6. Accept Incremental Gains, Avoid Over-ambitious Targets
Expecting large jumps in performance during migration is unrealistic. Small, consistent improvements in cycle time or cost-per-order add up.
A STEM robotics kit provider focused on reducing picking errors from 5.5% to 4.8% over three months post-migration. This incremental approach preserved morale and ensured steady CIP progress.
7. Invest in Training That Reflects New System Realities
Traditional supply-chain training modules often fail to address the nuances introduced by enterprise-migration.
One K12 education tech company customized their CIP training to include scenarios based on new workflows and error types identified after initial migration weeks.
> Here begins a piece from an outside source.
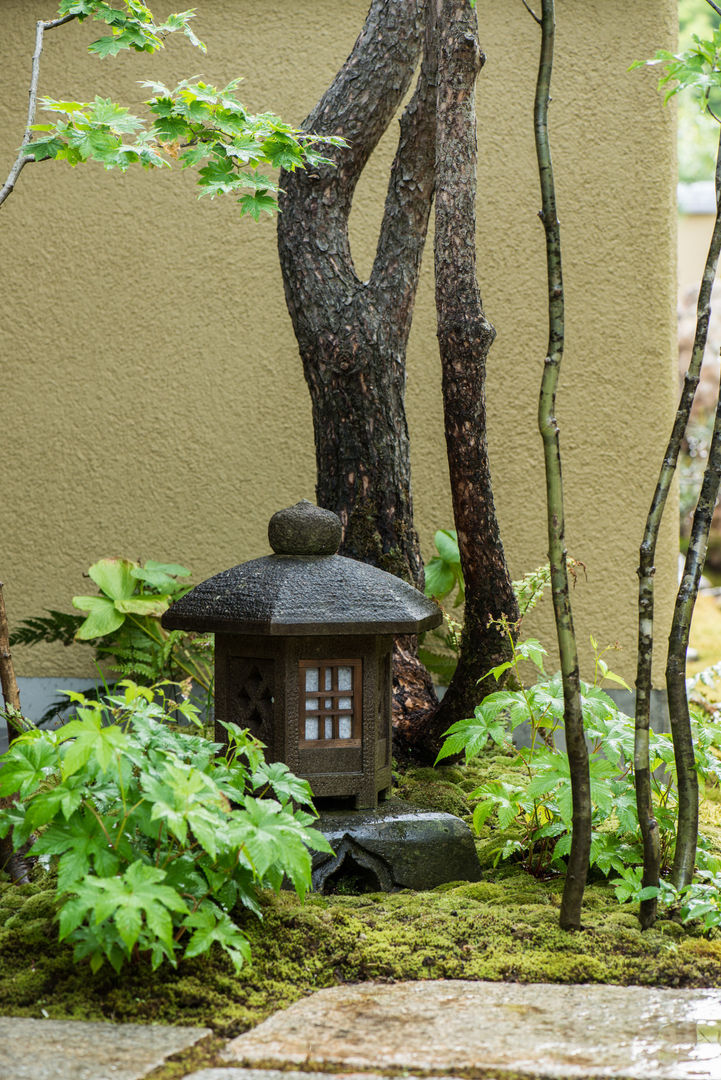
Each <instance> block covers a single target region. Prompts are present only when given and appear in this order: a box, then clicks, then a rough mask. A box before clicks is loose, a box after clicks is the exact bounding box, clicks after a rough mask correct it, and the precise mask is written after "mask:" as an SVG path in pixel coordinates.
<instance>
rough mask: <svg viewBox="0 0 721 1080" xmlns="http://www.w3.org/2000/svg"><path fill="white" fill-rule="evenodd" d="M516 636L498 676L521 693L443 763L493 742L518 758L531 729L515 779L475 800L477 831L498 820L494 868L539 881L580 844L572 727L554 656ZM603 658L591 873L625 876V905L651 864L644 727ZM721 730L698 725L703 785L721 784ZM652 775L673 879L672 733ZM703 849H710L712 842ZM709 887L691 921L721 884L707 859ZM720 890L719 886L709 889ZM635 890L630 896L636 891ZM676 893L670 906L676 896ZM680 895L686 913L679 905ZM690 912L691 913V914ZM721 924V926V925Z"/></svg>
mask: <svg viewBox="0 0 721 1080" xmlns="http://www.w3.org/2000/svg"><path fill="white" fill-rule="evenodd" d="M505 629H506V633H507V635H508V639H509V642H511V647H512V649H513V656H512V660H511V661H508V662H507V663H506V664H502V665H500V666H499V667H495V669H493V670H492V671H491V672H489V675H492V676H493V678H499V677H500V676H502V675H503V674H504V673H505V672H506V671H509V670H511V671H513V672H514V674H515V675H516V679H517V684H516V685H517V686H518V687H519V689H518V690H507V689H506V690H500V691H496V692H494V693H490V694H488V696H487V697H486V698H485V699H484V700H482V702H481V703H480V704H479V705H478V706H477V707H476V710H475V715H474V716H473V717H471V718H468V719H464V720H461V721H459V723H458V724H454V725H453V726H452V727H451V728H450V729H449V731H448V732H447V738H446V741H445V743H444V746H443V748H441V751H440V753H439V755H438V760H443V759H444V758H448V757H450V756H454V755H458V754H460V753H463V754H464V755H465V759H466V761H468V760H472V759H473V758H474V757H477V756H478V755H479V754H481V753H484V752H486V750H487V747H488V744H489V742H491V743H493V744H495V745H498V746H500V747H504V748H506V750H508V751H509V752H511V743H509V734H511V732H513V731H516V730H517V729H518V728H519V727H520V725H523V724H525V725H527V726H528V743H529V744H528V745H519V746H518V747H517V748H516V750H515V752H514V753H515V757H514V759H513V764H514V765H515V766H516V767H517V768H516V772H515V774H514V775H512V777H508V778H503V779H498V780H492V781H490V782H488V783H485V784H481V785H480V786H479V787H477V788H475V789H474V791H473V792H471V793H470V794H468V798H472V799H477V800H478V802H477V805H476V807H475V809H474V814H473V823H474V826H475V828H476V831H480V828H481V827H482V825H484V824H485V823H486V822H487V821H489V819H491V818H492V819H493V820H494V821H495V822H496V825H498V831H499V835H500V839H499V842H498V847H496V849H495V851H494V861H495V862H498V861H499V860H505V859H513V860H517V861H520V862H521V863H522V865H523V866H525V867H526V869H528V870H529V872H530V873H532V874H534V875H536V876H540V877H544V876H546V875H548V874H554V873H558V872H560V870H562V869H563V868H564V860H566V858H567V856H568V853H569V850H570V845H571V829H572V815H573V814H572V802H571V785H570V775H569V762H568V758H567V756H566V754H564V753H563V751H562V748H561V747H560V746H559V745H558V744H557V743H558V735H559V733H561V732H562V727H563V687H562V683H561V677H560V674H558V673H557V674H556V675H554V676H552V677H550V678H548V677H547V675H546V673H545V671H544V665H543V657H544V656H545V649H544V648H543V646H542V645H541V644H540V643H539V642H538V640H535V639H533V638H529V639H527V640H525V642H518V643H515V642H514V640H513V635H512V634H511V632H509V627H508V626H507V625H506V626H505ZM591 647H593V648H594V652H595V670H594V681H593V683H591V684H588V683H582V684H581V688H582V706H583V717H584V727H585V730H586V735H587V739H588V741H589V743H590V748H589V772H590V797H591V804H593V819H591V829H593V832H591V847H590V864H591V866H595V867H597V868H598V869H599V870H600V872H601V873H602V874H603V875H607V876H608V875H610V874H612V873H614V872H615V873H616V874H617V875H620V876H621V877H620V879H618V882H620V883H618V899H620V900H622V901H625V900H627V899H629V897H631V896H632V899H635V900H638V899H643V896H641V895H640V892H639V890H640V885H639V887H638V889H636V888H635V887H634V886H635V883H636V882H637V878H638V881H639V882H640V873H641V872H640V865H641V864H642V861H643V852H642V847H641V843H640V839H639V835H638V834H639V825H638V813H637V806H636V794H635V786H634V721H632V719H631V718H630V717H628V716H626V715H625V714H624V713H623V712H622V711H621V710H620V708H618V706H617V705H616V704H615V702H614V701H613V700H612V699H611V698H610V697H609V694H608V693H606V692H604V691H603V690H602V689H601V685H602V684H603V683H604V681H606V680H609V681H614V683H616V684H618V685H621V686H624V687H625V683H624V681H623V679H621V678H618V676H616V675H615V674H614V673H613V672H611V671H610V669H609V665H608V662H607V660H606V659H604V653H606V652H607V651H608V650H600V649H599V647H598V644H597V643H596V642H595V639H594V638H591ZM522 662H530V663H531V664H533V666H534V667H535V670H536V673H538V676H540V678H539V680H538V681H536V683H534V684H533V685H532V686H530V687H526V686H523V684H522V679H521V671H520V665H521V663H522ZM720 746H721V729H719V728H718V727H716V726H713V725H708V724H704V723H702V720H700V717H698V718H697V724H696V767H697V770H698V772H699V775H700V778H702V779H703V780H704V781H705V782H707V783H711V784H715V785H718V783H719V780H720V779H721V760H720V759H719V757H718V756H717V750H718V747H720ZM650 751H651V769H652V773H653V780H652V783H653V791H654V814H655V818H656V821H657V823H658V828H659V833H661V849H662V870H664V872H667V870H668V867H669V865H670V860H671V858H672V854H674V841H675V823H676V816H677V813H676V811H677V804H678V795H677V788H676V765H675V756H674V745H672V742H671V739H670V735H669V734H654V733H651V734H650ZM702 842H703V841H702ZM700 856H702V860H703V861H704V864H705V872H708V873H710V874H711V878H709V879H708V881H706V882H700V883H696V882H694V886H693V889H694V890H696V891H694V892H693V894H691V893H690V894H689V895H688V897H686V894H685V893H684V894H683V896H682V897H681V900H683V899H684V897H686V899H688V900H689V904H688V905H686V906H688V910H686V914H688V917H689V918H696V917H697V916H698V910H699V909H698V903H700V901H698V899H697V897H698V894H697V890H698V889H702V892H703V894H704V896H707V895H708V893H709V890H710V889H711V888H712V887H713V883H715V882H716V885H717V886H718V885H719V883H721V878H719V877H718V876H716V877H715V876H713V875H716V874H717V872H718V869H719V868H721V867H716V866H712V865H711V864H710V863H709V862H708V860H707V859H704V852H703V851H702V852H700ZM709 882H710V885H709ZM627 888H628V889H630V892H628V893H627V892H626V890H627ZM668 888H670V887H667V888H666V891H665V892H664V899H668V897H669V895H670V894H669V893H668ZM678 899H679V897H678V896H677V904H676V906H678ZM689 905H690V906H689ZM720 921H721V919H720Z"/></svg>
This tactical adjustment improved first-time order accuracy by 2.7 percentage points in the subsequent quarter.
8. Plan for Contingencies in Vendor and Partner Coordination
Supply chains supporting K12 STEM education depend heavily on external vendors. Migration-induced delays or miscommunications can disrupt delivery of specialized items like lab kits or 3D printers.
One STEM supply chain faced a 15% shipment delay spike immediately post-migration due to outdated vendor contact info and order format mismatches. Incorporating vendor readiness reviews into the CIP prevented similar issues in later migrations.
9. Measure Employee Sentiment as a Proxy for Continuous Improvement Health
Continuous improvement is not solely about numbers. Employee engagement in new processes predicts long-term success.
Including tools like Google Forms, Pulse Surveys, or Zigpoll to gauge supply chain staff confidence before, during, and after migration revealed a direct correlation with downstream operational KPIs. Low morale correlated with upticks in order errors and delays.
What Didn’t Work: Lessons from the Field
- Ignoring legacy system quirks and trying to “force-fit” old workflows into new software led to process breakdowns.
- Overloading teams with simultaneous CIP projects during migration caused burnout and reduced focus.
- Underestimating data migration complexity delayed critical improvement cycles by months.
Careful sequencing of migration and continuous improvement efforts improved outcomes substantially.
Summary of Transferable Lessons
Migration disrupts continuous improvement but also opens opportunities to reset outdated processes and data hygiene. Success requires realistic metrics, focused change management, parallel systems operation, and cross-team communication.
Mid-level supply chain professionals in K12 STEM education should prepare for a measured, data-driven, and people-sensitive approach when refining their continuous improvement programs through enterprise migration.